He stopped his horse abruptly, after a time, as the broad flat that they had been riding over ended suddenly at the brink of a sharp cliff. At the foot of the bluff, another long column of tall silent palms bordered a rustling stream. He lighted a cigarette, and wondered cynically how many of the spoiled playboys and playgirls who used Palm Springs for their wilder weekends, and saw nothing but the smooth hotels and the Racquet Club, even realised that the name was not just a name, and that there really were Palm Springs, sparkling and crystal clear, racing down out of the overshadowing mountains to make hidden nests of beauty before they washed out into the extinction of the barren plain...

Freddie Pellman reined in beside him, looked the landscape over, and said, tolerantly, as if it were a production that had been offered for his approval: “This is pretty good. Is this where we eat?”

“If everybody can take it,” said the Saint, “there’s a pool further up that I’d like to look at again.”

“I can take it,” said Freddie, comprehensively settling the matter.
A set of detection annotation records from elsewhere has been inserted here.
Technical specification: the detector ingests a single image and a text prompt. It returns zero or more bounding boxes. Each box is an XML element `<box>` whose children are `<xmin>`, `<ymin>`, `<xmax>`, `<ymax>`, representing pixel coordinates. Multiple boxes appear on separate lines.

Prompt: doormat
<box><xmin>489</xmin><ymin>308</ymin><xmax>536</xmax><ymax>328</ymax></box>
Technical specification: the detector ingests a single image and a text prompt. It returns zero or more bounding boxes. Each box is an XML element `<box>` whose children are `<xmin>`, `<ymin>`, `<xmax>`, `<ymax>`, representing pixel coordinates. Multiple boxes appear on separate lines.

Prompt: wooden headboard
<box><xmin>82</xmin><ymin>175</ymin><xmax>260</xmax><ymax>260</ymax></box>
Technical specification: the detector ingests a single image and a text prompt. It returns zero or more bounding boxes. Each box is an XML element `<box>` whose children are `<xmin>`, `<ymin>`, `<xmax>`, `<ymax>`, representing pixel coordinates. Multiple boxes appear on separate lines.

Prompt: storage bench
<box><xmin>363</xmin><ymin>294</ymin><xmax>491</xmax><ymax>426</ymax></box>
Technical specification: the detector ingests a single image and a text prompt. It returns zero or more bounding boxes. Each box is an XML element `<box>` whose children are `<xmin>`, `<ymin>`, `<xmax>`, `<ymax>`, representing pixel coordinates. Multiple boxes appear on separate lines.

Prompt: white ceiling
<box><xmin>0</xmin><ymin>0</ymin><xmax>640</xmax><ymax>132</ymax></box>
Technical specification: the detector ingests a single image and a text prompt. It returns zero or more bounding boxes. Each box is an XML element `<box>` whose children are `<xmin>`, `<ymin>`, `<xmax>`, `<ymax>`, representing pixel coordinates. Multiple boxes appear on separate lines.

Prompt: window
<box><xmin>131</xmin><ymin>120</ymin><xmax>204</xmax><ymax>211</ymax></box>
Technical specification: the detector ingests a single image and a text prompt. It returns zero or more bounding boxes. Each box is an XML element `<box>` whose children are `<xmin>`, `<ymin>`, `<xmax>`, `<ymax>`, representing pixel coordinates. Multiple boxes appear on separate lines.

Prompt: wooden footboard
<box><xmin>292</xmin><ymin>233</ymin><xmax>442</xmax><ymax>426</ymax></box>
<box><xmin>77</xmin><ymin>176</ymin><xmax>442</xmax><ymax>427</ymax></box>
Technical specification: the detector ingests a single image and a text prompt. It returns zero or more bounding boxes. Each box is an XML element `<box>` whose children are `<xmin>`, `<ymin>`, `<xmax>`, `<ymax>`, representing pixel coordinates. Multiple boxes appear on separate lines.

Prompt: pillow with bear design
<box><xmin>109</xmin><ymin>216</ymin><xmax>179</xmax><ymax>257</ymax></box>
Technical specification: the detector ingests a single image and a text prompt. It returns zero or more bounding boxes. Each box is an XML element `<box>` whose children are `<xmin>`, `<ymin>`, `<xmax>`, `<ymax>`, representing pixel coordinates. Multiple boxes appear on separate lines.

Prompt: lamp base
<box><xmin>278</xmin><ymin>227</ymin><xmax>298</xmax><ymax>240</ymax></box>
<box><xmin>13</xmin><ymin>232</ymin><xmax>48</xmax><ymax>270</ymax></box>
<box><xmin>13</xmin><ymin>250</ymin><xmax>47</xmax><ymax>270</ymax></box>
Simon put his horse down the steep zigzag, and stopped at the bottom to let it drink from the stream. Freddie drew up beside him again — he rode well enough, having probably been raised to it in the normal course of a millionaire’s son’s upbringing — and said, still laboring with the same subject: “Do you really think one of the girls could be in on it?”

“Of course,” said the Saint calmly. “Gangsters have girlfriends. Girlfriends do things like that.”

“But I’ve known all of them for some time at least.”

“That may be part of the act. A smart girl wouldn’t want to make it too obvious — meet you one day, and bump you off the next. Besides, she may have a nice streak of ham in her. Most women have. Maybe she thinks it would be cute to keep you in suspense for a while. Maybe she wants to make an anniversary of it, and pay off for Johnny this Christmas.”

Freddie swallowed.

“That’s going to make some things — a bit difficult.”